Bryant, Purtzer lead Legends of Golf
Savannah, Georgia (Sports Network) - Brad Bryant and Tom Purtzer used a strong back nine Friday to fire a 12-under 60 and take a two-stroke lead after the first round of the Legends of Golf.
The tournament, which is the second-oldest Champions event behind the Senior PGA Championship, uses a two-man better-ball format, and Bryant and Purtzer made the most of it Friday.
They birdied seven holes on the back nine and eight of their final 10 overall at Savannah Harbor Resort and Spa.
That run was enough for Bryant and Purtzer to claim the lead ahead of four groups sharing second at 10-under. Michael Allen and David Frost; Russ Cochran and Kenny Perry; Brad Faxon and Jeff Sluman; and Bruce Fleisher and Tom Jenkins all shot 62.
Defending champions David Eger and Mark McNulty are six shots off the pace, tied for 21st after carding six-under 66.
Among other notable teams, Tom Lehman and Bernhard Langer -- the last two Schwab Cup Champions and the 2009 winners of this event -- recorded an eight- under 64. They share ninth place with four other duos.
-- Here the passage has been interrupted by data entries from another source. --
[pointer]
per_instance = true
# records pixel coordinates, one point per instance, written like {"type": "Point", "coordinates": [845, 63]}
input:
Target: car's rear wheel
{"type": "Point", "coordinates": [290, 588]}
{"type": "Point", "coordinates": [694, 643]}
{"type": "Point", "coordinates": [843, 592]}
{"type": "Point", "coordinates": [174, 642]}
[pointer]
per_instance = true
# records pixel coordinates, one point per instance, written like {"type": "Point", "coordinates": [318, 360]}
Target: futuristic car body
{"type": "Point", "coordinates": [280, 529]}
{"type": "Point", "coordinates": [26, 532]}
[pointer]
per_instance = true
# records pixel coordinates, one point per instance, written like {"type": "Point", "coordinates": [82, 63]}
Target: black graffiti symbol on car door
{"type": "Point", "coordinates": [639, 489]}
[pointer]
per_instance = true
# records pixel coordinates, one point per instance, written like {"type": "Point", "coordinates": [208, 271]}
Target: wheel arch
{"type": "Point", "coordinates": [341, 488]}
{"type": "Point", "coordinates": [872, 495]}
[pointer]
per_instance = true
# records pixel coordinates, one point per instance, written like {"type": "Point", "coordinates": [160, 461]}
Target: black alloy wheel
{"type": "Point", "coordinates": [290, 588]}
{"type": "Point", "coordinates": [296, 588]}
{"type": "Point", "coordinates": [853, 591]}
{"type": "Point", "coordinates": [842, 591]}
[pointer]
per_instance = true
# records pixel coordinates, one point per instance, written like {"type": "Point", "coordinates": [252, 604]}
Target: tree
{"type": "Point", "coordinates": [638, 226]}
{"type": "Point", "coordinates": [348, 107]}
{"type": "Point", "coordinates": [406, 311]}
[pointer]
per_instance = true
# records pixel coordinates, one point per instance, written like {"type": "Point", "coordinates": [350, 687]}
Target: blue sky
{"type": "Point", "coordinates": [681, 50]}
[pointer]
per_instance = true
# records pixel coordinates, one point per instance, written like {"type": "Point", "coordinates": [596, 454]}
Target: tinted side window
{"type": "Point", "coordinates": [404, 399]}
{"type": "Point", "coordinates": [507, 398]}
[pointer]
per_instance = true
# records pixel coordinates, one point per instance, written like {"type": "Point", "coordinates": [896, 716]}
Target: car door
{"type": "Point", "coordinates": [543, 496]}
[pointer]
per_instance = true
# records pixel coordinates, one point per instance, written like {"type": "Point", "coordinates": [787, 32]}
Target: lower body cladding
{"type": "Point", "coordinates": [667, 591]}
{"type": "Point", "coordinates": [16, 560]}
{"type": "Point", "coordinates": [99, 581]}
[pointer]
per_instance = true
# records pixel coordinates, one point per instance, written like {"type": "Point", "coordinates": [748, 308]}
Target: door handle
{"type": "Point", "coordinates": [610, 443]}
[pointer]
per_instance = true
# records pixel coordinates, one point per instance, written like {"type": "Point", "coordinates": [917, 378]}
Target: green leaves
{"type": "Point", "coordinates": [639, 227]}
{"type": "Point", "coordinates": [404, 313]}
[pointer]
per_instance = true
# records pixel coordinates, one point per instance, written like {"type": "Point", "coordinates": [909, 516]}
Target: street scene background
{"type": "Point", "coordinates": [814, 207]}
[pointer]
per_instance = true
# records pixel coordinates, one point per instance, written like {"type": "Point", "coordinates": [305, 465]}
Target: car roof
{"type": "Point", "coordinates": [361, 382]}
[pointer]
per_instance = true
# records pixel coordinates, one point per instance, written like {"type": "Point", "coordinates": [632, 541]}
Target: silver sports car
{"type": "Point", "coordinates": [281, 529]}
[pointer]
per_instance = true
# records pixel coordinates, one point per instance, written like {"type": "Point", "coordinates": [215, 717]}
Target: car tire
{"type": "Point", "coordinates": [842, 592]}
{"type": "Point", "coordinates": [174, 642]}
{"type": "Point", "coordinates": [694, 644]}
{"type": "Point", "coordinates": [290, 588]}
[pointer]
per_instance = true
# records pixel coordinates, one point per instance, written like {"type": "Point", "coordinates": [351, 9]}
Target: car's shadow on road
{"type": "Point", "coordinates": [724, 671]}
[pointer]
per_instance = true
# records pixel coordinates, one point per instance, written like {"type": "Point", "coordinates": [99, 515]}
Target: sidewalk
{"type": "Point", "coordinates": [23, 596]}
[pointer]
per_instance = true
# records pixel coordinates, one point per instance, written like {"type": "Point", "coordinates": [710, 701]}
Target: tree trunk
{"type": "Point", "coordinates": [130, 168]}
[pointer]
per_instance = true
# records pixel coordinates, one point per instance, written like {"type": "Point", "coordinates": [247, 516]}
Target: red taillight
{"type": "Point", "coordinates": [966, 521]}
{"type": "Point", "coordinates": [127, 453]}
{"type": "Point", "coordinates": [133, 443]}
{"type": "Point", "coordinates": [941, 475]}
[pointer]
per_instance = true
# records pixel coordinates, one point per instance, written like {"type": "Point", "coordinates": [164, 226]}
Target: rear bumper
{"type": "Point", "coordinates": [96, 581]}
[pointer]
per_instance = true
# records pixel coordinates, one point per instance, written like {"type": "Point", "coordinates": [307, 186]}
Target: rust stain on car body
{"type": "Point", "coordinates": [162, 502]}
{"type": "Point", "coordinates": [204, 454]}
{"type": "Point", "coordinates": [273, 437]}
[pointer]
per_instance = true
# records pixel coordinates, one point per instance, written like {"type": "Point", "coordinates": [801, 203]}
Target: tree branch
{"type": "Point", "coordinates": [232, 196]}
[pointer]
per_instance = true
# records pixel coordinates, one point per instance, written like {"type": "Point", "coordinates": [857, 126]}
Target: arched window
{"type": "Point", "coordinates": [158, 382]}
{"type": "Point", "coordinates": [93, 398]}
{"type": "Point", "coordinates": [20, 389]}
But Friday belonged to Bryant and Purtzer, long-time friends who were in one of the final groups to tee off. They started off well, getting birdies at four of the first five holes before three consecutive pars.
Purtzer said that the biggest hole of the day was the seventh, where he "fanned one in the right woods and Brad didn't see." Bryant interjected that he did, in fact, see the ball head into the trees, but his own shot kicked into a hazard.
"So both of us are in the hazard there," Purtzer said, "and he decided to drop out and he played a great second shot and then a beautiful third shot and he made about, I don't know what, 10-footer?"
Bryant confirmed the length of the par putt.
"If you make a bogey out here, it zaps your momentum," Purtzer said. "But when you made that putt, that was like making an eagle on that hole, so that was a big turnaround for us."
Rather than dropping a shot, the duo continued to rise up the leaderboard. A birdie at the ninth touched off a run of four in a row, which put them at eight-under.
Following a par, birdies at 14 and 15 got Bryant and Purtzer into a tie for first, and they didn't stop there. Birdies at 16 and 17 moved them two strokes clear of the field before they closed with par. The score matched the course record.
Prior to Bryant and Purtzer finishing, three teams had already entered the clubhouse at 10-under.
Allen and Frost, who tied for third last year, did most of their damage on the front nine. They recorded birdies at seven of the first eight holes.
Cochran and Perry used birdies at 14, 16 and 17 to break free from a crowded field and join Allen and Frost at minus-10.
Perry returns to this event after an excruciating loss last year, when he paired with Scott Hoch. On the second playoff hole, Perry missed a 14-inch par putt that would have extended the tournament. Instead, Eger and McNulty walked away with the title.
Faxon and Sluman used an eagle at the 11th to jump-start their round. The eagle put them at minus-six, and they birdied four of the following five holes.
Fleisher and Jenkins were in the second-to-last group, and sat at 10-under after a birdie at the 15th. But they couldn't make another birdie in their final three holes and remained tied for second.
Three teams share sixth place after firing nine-under 63s -- Fred Couples and Jay Haas; John Cook and Joey Sindelar; and Andy Bean and Chien Soon Lu.
NOTES: Every team shot below par. Jay Sigel and Doug Tewell sit in last place at one-under...The tournament started in 1978 and was a big factor in the creation of the Champions Tour, which came into being two years later.